Central Nervous System Biodistribution and Pharmacokinetics of Radiolabeled Tofersen in Rodents, Nonhuman Primates, and Humans

Abstract

Antisense oligonucleotides (ASOs) are an important therapeutic modality across several therapeutic areas, offering currently available and potential future treatment options for patients. ASO pharmacokinetics, biodistribution, and regional brain uptake are not fully characterized, particularly in humans. Here, we report preclinical studies and the first-in-human imaging trial measuring the biodistribution of [^99mTc]Tc-MAG3-tofersen. The tracer was designed to be a proxy for tofersen (Qalsody; Biogen), an ASO approved for the treatment of amyotrophic lateral sclerosis in adults who have a variant in the SOD1 gene (SOD1-ALS). Methods: Tofersen was conjugated to a MAG3 moiety, which chelates ^99mTc to yield [^99mTc]Tc-MAG3-tofersen. [^99mTc]Tc-MAG3-tofersen and unlabeled tofersen were intrathecally injected in rats, nonhuman primates (NHPs), and healthy human volunteers (n = 3) via lumbar puncture, followed by SPECT/CT imaging. Tofersen was coadministered at a therapeutic dose. The tracer [^99mTc]Tc-MAG3-tofersen was prepared with greater than 99% purity. Results: Findings in rats demonstrated that [^99mTc]Tc-MAG3-tofersen was a proxy measure of unlabeled tofersen, and dosimetry was calculated from NHP imaging data. In a clinical study, unlabeled tofersen coadministered with a microdose of [^99mTc]Tc-MAG3-tofersen (≤129.5 MBq [3.5 mCi]) was well-tolerated. Human dosimetry estimates were within safe radiation dose levels. Imaging showed consistent distribution of radiolabeled ASO throughout the spinal cord and brain across species, with clearance patterns diverging in humans. Although rats and NHPs demonstrated declining brain concentrations over the study duration, human brain uptake increased during the first 4 h after injection. Additionally, tracer clearance from the spine in rodents and NHPs plateaued after 6 h but continued to decrease in humans. Radiolabeled ASO clearance from the lumbar spine was observed across all species, with peripheral clearance mediated primarily through the liver and kidneys. Broad uptake of the ASO in the brain and spinal cord is consistent with the clinical effects of tofersen observed in individuals with the SOD1-ALS variation. Conclusion: In preclinical and human SPECT/CT studies, [^99mTc]Tc-MAG3-tofersen mirrored unlabeled drug distribution, showing broad spinal cord and brain uptake, with some differences in kinetics among species.

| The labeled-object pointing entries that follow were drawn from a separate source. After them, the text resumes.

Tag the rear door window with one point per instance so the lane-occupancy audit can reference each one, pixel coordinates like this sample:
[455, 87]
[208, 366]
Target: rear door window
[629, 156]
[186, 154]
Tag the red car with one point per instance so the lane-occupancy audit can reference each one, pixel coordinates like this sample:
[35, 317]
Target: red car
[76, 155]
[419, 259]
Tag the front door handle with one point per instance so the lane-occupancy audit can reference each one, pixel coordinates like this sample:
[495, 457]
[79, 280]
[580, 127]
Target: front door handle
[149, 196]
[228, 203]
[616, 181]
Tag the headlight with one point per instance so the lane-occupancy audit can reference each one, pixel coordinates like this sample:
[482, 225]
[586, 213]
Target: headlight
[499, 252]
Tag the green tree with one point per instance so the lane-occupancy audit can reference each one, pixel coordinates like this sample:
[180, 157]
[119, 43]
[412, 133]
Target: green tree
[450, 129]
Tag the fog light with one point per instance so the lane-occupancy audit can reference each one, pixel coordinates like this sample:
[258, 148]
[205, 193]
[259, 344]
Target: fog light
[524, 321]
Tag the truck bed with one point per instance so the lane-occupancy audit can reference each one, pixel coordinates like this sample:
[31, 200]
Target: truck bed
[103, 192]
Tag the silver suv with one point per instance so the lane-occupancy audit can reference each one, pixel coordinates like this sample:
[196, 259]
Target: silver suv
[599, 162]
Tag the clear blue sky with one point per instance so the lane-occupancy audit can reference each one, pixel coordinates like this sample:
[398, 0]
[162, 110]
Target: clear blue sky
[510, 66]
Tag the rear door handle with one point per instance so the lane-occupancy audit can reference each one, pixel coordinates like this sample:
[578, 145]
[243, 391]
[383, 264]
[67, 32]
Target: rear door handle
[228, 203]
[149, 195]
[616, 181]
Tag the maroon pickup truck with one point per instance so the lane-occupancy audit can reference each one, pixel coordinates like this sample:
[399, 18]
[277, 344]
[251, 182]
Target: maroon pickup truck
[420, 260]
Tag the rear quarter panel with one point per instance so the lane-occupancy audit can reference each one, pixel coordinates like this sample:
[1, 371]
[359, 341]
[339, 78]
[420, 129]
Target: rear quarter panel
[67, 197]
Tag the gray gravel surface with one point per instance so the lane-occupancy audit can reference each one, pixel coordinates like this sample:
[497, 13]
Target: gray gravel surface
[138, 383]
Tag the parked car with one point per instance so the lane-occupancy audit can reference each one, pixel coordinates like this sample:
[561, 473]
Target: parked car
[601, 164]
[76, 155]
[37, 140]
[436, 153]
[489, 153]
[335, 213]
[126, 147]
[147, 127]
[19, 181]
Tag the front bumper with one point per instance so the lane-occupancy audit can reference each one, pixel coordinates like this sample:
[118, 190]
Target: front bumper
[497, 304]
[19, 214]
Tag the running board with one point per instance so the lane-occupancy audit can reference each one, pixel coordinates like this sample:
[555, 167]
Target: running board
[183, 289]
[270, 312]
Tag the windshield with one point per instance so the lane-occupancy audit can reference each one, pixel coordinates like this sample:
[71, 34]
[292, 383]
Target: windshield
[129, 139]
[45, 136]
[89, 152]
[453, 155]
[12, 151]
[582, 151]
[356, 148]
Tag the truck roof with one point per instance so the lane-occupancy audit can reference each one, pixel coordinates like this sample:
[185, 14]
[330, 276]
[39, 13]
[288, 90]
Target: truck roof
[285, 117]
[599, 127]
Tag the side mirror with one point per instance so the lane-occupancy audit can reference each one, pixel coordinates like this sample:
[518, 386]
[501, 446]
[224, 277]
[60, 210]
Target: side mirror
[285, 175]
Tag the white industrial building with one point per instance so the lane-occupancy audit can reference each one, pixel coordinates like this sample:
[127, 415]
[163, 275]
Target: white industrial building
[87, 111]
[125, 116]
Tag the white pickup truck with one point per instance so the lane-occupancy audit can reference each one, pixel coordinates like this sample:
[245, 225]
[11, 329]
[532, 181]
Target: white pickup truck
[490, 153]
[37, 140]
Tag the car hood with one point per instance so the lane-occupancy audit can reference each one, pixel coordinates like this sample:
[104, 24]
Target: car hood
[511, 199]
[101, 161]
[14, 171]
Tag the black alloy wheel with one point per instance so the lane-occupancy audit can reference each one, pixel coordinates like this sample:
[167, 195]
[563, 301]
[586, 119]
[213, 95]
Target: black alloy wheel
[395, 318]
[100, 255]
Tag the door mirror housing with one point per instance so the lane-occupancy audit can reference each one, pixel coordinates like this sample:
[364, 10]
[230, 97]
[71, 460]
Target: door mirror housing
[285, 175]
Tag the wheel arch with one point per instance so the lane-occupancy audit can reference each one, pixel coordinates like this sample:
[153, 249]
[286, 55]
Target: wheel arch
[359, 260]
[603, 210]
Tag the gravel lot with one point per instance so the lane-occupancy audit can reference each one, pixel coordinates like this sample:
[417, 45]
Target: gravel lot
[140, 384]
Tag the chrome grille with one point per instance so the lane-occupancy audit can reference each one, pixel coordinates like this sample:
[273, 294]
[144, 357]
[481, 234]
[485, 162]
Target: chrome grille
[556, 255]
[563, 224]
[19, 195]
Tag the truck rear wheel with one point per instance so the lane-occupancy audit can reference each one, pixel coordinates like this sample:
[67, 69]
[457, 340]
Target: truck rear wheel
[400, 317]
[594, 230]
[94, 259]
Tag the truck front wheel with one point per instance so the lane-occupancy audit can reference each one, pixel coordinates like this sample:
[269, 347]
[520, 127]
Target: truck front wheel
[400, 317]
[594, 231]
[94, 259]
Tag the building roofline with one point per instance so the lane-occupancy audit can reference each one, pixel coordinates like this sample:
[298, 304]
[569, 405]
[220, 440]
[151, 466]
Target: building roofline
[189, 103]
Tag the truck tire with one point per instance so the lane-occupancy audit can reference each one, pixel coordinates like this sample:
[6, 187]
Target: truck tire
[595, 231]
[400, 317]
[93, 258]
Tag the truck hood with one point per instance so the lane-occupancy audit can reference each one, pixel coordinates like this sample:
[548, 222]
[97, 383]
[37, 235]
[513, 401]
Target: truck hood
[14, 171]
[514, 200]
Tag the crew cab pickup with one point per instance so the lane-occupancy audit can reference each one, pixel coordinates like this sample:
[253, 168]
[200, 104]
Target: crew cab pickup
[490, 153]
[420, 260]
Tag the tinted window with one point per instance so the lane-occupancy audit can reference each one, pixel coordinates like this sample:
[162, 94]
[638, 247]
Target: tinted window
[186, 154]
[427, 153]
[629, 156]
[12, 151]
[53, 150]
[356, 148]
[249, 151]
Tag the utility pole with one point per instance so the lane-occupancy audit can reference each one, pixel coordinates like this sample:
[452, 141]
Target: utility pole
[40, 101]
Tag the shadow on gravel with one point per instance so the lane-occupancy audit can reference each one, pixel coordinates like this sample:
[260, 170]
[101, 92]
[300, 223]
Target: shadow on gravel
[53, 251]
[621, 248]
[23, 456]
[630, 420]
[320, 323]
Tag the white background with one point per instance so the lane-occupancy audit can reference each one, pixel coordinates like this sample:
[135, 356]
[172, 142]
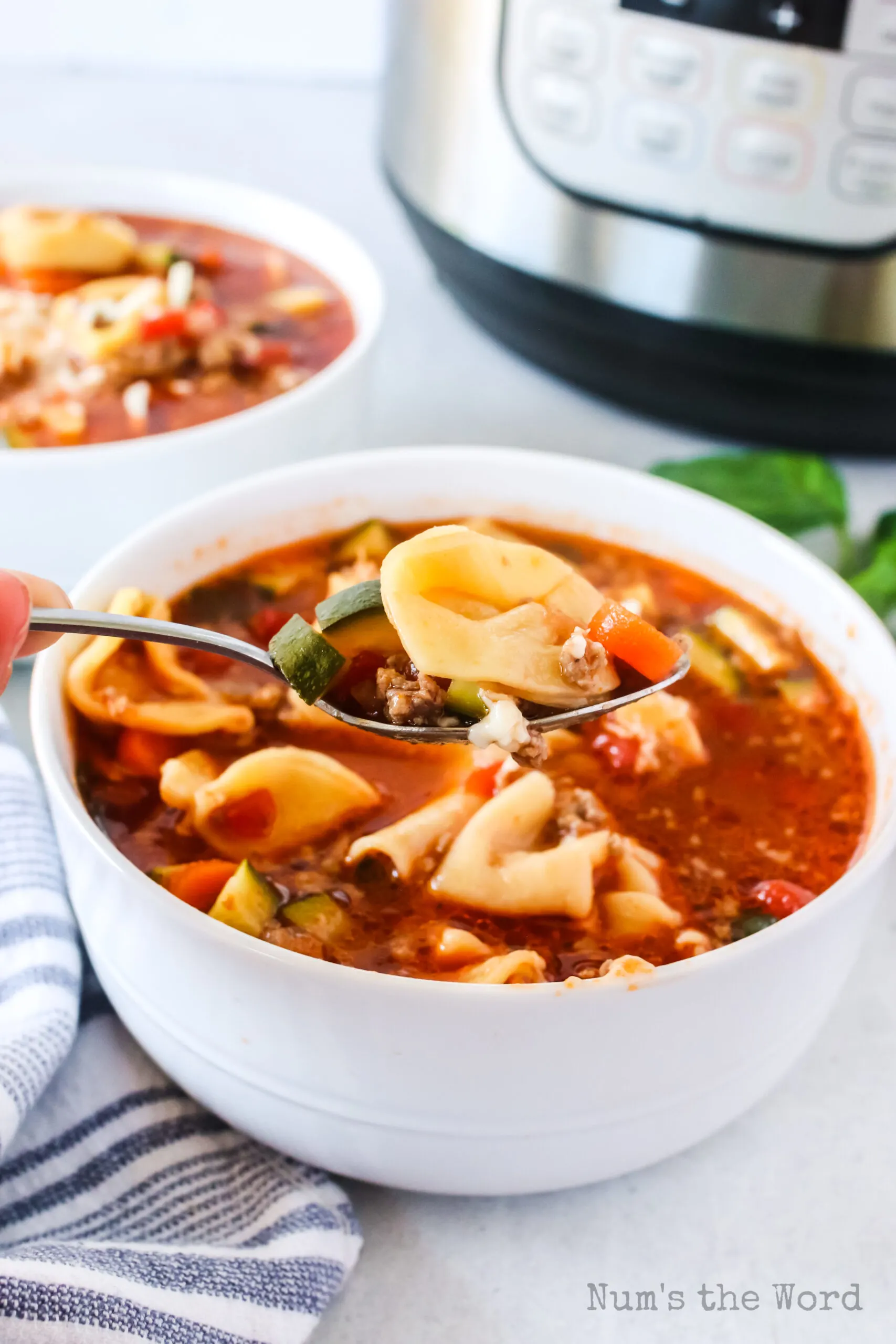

Keywords: ALS; CSF; Qalsody; antisense oligonucleotide; tofersen.

Graphical abstract

FIGURE 1.

Tofersen was labeled with [^99mTc]Tc to enable SPECT imaging in rats, NHPs, and humans.

FIGURE 2.

SPECT imaging of [^99mTc]Tc-MAG3-tofersen in rats. (A) Maximum-intensity-projection images of whole body (top) and sagittal views of head and cervical spine (bottom) showing distribution of [^99mTc]Tc-MAG3-tofersen in rats (n = 2) 1, 6, and 24 h after intrathecal injection. Time–activity curves derived from SPECT data measuring activity in ROIs in CNS (lumbar, thoracic, and cervical spine ROIs include both cord and proximal CSF) (B), kidneys and liver (C), and brain atlas (D).

FIGURE 3.

SPECT imaging of [^99mTc]Tc-MAG3-tofersen in NHP. (A) Maximum-intensity-projection images showing distribution of [^99mTc]Tc-MAG3-tofersen in NHPs (n = 4) 1, 6, and 24 h after intrathecal injection. Time–activity curves derived from SPECT data measuring activity in ROIs in CNS (lumbar, thoracic, and cervical spine ROIs include both cord and proximal CSF) (B), kidneys and liver (C), and brain atlas (D).

FIGURE 4.

SPECT imaging of [^99mTc]Tc-MAG3-tofersen in healthy human volunteers. (A) Maximum-intensity-projection images showing distribution of [^99mTc]Tc-MAG3-tofersen in humans (n = 3) 1, 4, and 24 h after intrathecal injection. Time–activity curves derived from SPECT data measuring activity in ROIs in CNS (lumbar, thoracic, and cervical spine ROIs include both cord and proximal CSF) (B), kidneys and liver (C), and brain atlas (D).